Ingredientes:

  • 200g de galletas tipo María trituradas
  • 90g de mantequilla sin sal derretida
  • 1 pizca de sal
  • 0.5 cucharadita de canela en polvo
  • 500g de pulpa de mango natural (preferiblemente Ataulfo)
  • 190g de queso crema a temperatura ambiente
  • 397g de leche condensada
  • 360ml de leche evaporada muy fría
  • 15ml de jugo de limón recién exprimido
  • 21g de grenetina (gelatina sin sabor)
  • 0.5 taza de agua fría para hidratar la grenetina

Instrucciones:

  1. Pulveriza las galletas María hasta que parezcan arena de playa fina y mézclalas en un bol con la mantequilla derredita, la sal y la canela. Nota: La mantequilla debe estar tibia, no hirviendo, para no humedecer de más la galleta.
  2. Presiona la mezcla con el fondo de un vaso plano contra el molde, cubriendo paredes y base hasta que no veas huecos. Congela por 10 minutos para sellar la estructura.
  3. Licúa la pulpa de mango Ataulfo con el queso crema a temperatura ambiente, la leche condensada y el jugo de limón hasta que cambie a un color naranja pálido brillante.

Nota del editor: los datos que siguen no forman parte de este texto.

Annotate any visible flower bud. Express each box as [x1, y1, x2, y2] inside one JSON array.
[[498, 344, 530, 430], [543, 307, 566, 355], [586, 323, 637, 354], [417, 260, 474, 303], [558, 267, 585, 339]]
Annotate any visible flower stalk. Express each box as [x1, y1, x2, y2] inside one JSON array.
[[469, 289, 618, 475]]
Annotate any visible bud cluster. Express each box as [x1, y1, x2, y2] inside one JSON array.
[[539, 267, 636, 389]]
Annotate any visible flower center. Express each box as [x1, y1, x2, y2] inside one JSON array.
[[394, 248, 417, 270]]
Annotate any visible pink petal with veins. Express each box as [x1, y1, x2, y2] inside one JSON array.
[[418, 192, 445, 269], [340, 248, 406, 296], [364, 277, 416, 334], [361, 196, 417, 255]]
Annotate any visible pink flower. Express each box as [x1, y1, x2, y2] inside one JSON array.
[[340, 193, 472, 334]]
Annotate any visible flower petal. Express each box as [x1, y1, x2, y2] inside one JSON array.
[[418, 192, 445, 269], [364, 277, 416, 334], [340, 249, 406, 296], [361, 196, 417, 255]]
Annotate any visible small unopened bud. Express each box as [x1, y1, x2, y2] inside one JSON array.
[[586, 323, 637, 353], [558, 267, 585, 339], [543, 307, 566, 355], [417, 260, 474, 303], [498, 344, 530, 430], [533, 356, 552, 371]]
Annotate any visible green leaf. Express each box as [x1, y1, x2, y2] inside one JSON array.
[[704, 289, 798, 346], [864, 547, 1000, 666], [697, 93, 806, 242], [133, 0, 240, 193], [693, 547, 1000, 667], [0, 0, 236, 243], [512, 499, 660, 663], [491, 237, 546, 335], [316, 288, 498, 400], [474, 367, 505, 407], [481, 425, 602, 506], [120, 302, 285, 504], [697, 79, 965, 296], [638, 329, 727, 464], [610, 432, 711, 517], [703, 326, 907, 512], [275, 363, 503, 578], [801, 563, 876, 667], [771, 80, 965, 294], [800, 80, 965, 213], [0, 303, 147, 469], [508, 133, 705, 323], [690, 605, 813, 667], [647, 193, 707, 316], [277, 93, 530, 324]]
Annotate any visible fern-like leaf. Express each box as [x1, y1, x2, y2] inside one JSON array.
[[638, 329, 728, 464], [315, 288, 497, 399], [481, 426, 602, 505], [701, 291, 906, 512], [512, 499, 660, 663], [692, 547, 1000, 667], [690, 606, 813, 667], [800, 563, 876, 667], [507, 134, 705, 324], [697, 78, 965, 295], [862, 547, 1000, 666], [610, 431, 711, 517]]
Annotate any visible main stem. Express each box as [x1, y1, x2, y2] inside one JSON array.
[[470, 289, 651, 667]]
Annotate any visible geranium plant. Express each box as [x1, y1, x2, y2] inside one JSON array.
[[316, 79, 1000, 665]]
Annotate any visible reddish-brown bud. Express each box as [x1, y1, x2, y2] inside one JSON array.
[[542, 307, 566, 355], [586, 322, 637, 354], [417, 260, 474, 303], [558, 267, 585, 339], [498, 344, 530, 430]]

  4. Hidrata la grenetina espolvoreándola sobre el agua fría; deja reposar 5 minutos y fúndela a baño María hasta que esté líquida y transparente.
  5. Añade la leche evaporada (que debe estar casi congelada) a la licuadora y procesa por solo 10 segundos hasta que veas pequeñas burbujas en la superficie.

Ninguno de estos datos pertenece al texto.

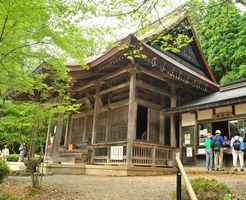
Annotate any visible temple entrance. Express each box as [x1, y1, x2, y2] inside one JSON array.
[[136, 105, 148, 140], [212, 121, 229, 137]]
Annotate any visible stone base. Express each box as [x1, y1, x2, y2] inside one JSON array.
[[42, 163, 176, 176], [42, 163, 86, 175]]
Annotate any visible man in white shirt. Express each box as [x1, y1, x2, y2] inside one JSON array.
[[1, 145, 9, 162], [230, 131, 244, 172]]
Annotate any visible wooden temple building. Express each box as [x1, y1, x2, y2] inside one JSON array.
[[8, 12, 246, 175]]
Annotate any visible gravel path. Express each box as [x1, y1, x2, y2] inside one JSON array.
[[6, 174, 246, 200]]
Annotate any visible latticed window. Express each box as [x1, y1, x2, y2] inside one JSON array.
[[71, 117, 85, 144], [109, 107, 128, 141], [85, 116, 93, 143], [178, 43, 202, 69], [96, 112, 107, 142]]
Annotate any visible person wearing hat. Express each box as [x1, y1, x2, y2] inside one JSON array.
[[205, 132, 213, 171], [1, 145, 9, 162], [212, 130, 224, 171]]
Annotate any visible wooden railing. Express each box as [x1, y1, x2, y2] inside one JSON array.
[[132, 141, 177, 167], [92, 141, 177, 167], [92, 141, 127, 164]]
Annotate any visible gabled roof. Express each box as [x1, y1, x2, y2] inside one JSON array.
[[67, 11, 217, 87]]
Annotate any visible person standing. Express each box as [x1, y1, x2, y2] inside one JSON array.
[[18, 143, 27, 162], [1, 145, 10, 162], [205, 132, 213, 171], [230, 131, 244, 172], [212, 130, 224, 171]]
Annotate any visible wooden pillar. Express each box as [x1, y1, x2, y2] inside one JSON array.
[[82, 115, 88, 143], [67, 115, 73, 146], [152, 145, 156, 167], [147, 108, 150, 141], [51, 112, 64, 163], [91, 85, 100, 145], [126, 70, 137, 165], [44, 119, 51, 162], [63, 117, 70, 147], [170, 86, 177, 147], [159, 112, 165, 144]]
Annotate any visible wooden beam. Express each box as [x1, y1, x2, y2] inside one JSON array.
[[136, 80, 171, 97], [72, 67, 130, 93], [126, 70, 137, 165], [108, 99, 129, 110], [100, 81, 130, 96], [112, 93, 129, 101], [137, 65, 206, 97], [138, 91, 161, 105], [84, 97, 93, 110], [136, 98, 163, 110]]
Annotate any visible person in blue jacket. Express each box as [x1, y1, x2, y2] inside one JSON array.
[[212, 130, 224, 171]]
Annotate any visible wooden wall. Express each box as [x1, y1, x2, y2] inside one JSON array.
[[69, 106, 128, 145], [109, 106, 128, 141], [71, 117, 84, 144], [96, 112, 107, 142], [149, 109, 160, 142]]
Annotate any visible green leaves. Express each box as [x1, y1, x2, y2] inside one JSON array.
[[189, 0, 246, 83]]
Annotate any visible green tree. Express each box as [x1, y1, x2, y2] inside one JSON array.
[[0, 0, 112, 94], [189, 0, 246, 83]]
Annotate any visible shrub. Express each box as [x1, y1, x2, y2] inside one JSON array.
[[0, 159, 10, 184], [171, 177, 235, 200], [0, 194, 20, 200], [7, 154, 19, 162]]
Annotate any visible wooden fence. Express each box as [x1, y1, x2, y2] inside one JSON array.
[[92, 141, 177, 167]]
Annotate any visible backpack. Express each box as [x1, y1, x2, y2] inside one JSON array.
[[213, 136, 222, 152], [233, 138, 241, 151], [240, 141, 246, 152]]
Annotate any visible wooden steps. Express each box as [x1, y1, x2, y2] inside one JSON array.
[[58, 149, 92, 164]]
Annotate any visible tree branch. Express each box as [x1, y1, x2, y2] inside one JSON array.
[[107, 0, 148, 17], [0, 15, 8, 42], [0, 41, 43, 61]]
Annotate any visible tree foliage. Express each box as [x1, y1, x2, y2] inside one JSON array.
[[189, 0, 246, 83], [0, 0, 111, 94]]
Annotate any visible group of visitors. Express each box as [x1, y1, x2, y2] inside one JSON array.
[[0, 143, 27, 162], [205, 130, 246, 172]]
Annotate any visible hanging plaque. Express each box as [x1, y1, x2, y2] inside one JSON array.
[[110, 146, 123, 160]]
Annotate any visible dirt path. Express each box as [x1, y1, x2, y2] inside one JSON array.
[[3, 174, 246, 200]]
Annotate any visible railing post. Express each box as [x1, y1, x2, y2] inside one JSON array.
[[175, 156, 197, 200], [177, 167, 182, 200], [152, 146, 156, 167]]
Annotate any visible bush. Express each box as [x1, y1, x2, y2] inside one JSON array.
[[7, 154, 19, 162], [0, 194, 20, 200], [0, 159, 10, 184], [171, 177, 235, 200]]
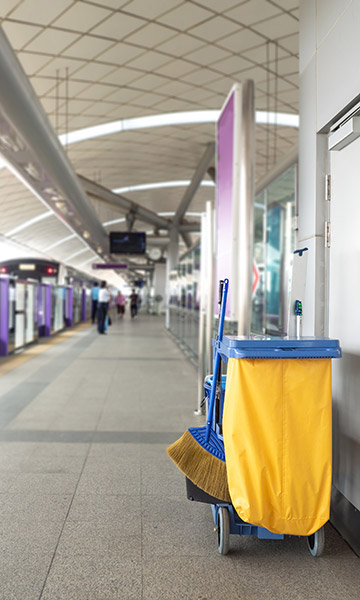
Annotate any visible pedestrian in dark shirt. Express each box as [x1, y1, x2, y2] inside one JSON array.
[[130, 289, 139, 319]]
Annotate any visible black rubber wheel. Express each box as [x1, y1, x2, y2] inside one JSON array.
[[306, 526, 325, 557], [217, 506, 230, 555]]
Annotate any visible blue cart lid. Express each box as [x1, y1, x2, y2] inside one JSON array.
[[218, 336, 342, 359]]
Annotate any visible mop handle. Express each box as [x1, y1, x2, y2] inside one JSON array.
[[205, 278, 229, 441]]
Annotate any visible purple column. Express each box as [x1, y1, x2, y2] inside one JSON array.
[[66, 287, 73, 327], [81, 288, 86, 322], [0, 277, 9, 356], [38, 284, 44, 337], [44, 284, 51, 336], [39, 284, 51, 337]]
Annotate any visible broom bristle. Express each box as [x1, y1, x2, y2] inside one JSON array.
[[167, 430, 231, 502]]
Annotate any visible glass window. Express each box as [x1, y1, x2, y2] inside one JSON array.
[[251, 164, 297, 335]]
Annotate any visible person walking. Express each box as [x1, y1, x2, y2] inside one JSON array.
[[115, 290, 126, 318], [91, 282, 99, 324], [97, 280, 110, 334], [130, 288, 139, 319]]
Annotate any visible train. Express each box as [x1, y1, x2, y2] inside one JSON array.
[[0, 258, 101, 356]]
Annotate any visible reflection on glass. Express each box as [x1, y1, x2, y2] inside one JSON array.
[[72, 282, 82, 324], [169, 246, 200, 364], [52, 285, 65, 332], [25, 283, 35, 343], [251, 164, 296, 335]]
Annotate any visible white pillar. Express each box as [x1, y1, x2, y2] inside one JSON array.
[[196, 201, 214, 413], [165, 227, 179, 329], [236, 79, 255, 336]]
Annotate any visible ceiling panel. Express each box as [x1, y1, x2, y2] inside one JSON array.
[[1, 21, 42, 49], [124, 0, 184, 21], [9, 0, 73, 26], [0, 0, 300, 274], [52, 3, 113, 33], [91, 12, 147, 40]]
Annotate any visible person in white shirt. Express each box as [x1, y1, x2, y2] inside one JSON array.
[[97, 280, 110, 334]]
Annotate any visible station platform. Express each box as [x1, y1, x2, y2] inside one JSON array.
[[0, 313, 358, 600]]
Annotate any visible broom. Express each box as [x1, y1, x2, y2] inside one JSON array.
[[167, 278, 231, 502]]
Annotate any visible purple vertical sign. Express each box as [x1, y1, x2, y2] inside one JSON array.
[[66, 287, 73, 327], [81, 288, 86, 322], [0, 277, 9, 356], [215, 88, 236, 318], [39, 284, 51, 337], [44, 284, 51, 336]]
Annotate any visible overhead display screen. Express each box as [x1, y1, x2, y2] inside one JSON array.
[[110, 231, 146, 254]]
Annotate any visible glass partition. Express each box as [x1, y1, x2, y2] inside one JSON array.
[[85, 288, 91, 319], [25, 281, 38, 344], [169, 246, 200, 363], [51, 285, 65, 333], [168, 163, 297, 363], [8, 278, 39, 352], [72, 282, 82, 324], [251, 164, 296, 335]]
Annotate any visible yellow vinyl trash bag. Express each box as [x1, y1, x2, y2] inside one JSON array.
[[223, 357, 332, 536]]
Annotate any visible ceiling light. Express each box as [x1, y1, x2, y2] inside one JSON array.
[[23, 162, 41, 181], [64, 248, 89, 262], [79, 255, 97, 267], [55, 200, 67, 212], [158, 211, 202, 217], [112, 180, 215, 194], [6, 210, 53, 236], [58, 110, 299, 147], [102, 217, 126, 227], [44, 233, 76, 252], [0, 133, 24, 152], [83, 230, 90, 239]]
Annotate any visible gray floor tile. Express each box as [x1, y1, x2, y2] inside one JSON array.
[[41, 555, 142, 600], [142, 556, 240, 600], [8, 472, 80, 494], [142, 496, 217, 559], [0, 473, 19, 492], [76, 461, 141, 495], [56, 520, 142, 559], [68, 493, 141, 536], [0, 493, 72, 523]]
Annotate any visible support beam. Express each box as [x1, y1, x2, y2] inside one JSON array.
[[173, 142, 215, 227], [181, 231, 193, 248], [207, 166, 216, 182], [79, 174, 170, 230], [126, 210, 137, 231], [0, 28, 109, 255], [78, 174, 201, 233]]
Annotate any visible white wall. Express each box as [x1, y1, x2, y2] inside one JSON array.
[[299, 0, 360, 535], [153, 263, 166, 314]]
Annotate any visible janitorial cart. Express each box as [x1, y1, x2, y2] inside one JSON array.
[[170, 279, 342, 557]]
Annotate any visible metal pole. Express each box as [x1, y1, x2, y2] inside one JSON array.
[[165, 227, 179, 330], [195, 211, 207, 415], [195, 200, 214, 414], [205, 200, 214, 372], [237, 79, 255, 336]]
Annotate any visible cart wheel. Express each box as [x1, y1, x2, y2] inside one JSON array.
[[306, 526, 325, 557], [217, 506, 230, 555]]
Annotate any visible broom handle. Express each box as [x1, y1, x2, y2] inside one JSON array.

  6. Realiza el temperado mezclando tres cucharadas del relleno con la grenetina fundida en un vaso aparte antes de regresarlo todo a la licuadora. Nota: Esto evita que el choque térmico cree grumos de gelatina.
  7. Vierte con cuidado la crema sobre la base fría, usando una espátula para nivelar la superficie hasta que quede lisa como un espejo.
  8. Refrigera el pay durante un mínimo de 4 horas. Sabrás que está listo cuando al mover el molde el centro no oscile como líquido.
  9. Decora con láminas de mango fresco justo antes de servir para mantener la frescura visual. > Consejo del Chef: Para un corte limpio de restaurante, sumerge el cuchillo en agua caliente y sécalo bien antes de cada rebanada. El calor del metal deslizará la hoja a través de la grasa del queso como si fuera mantequilla.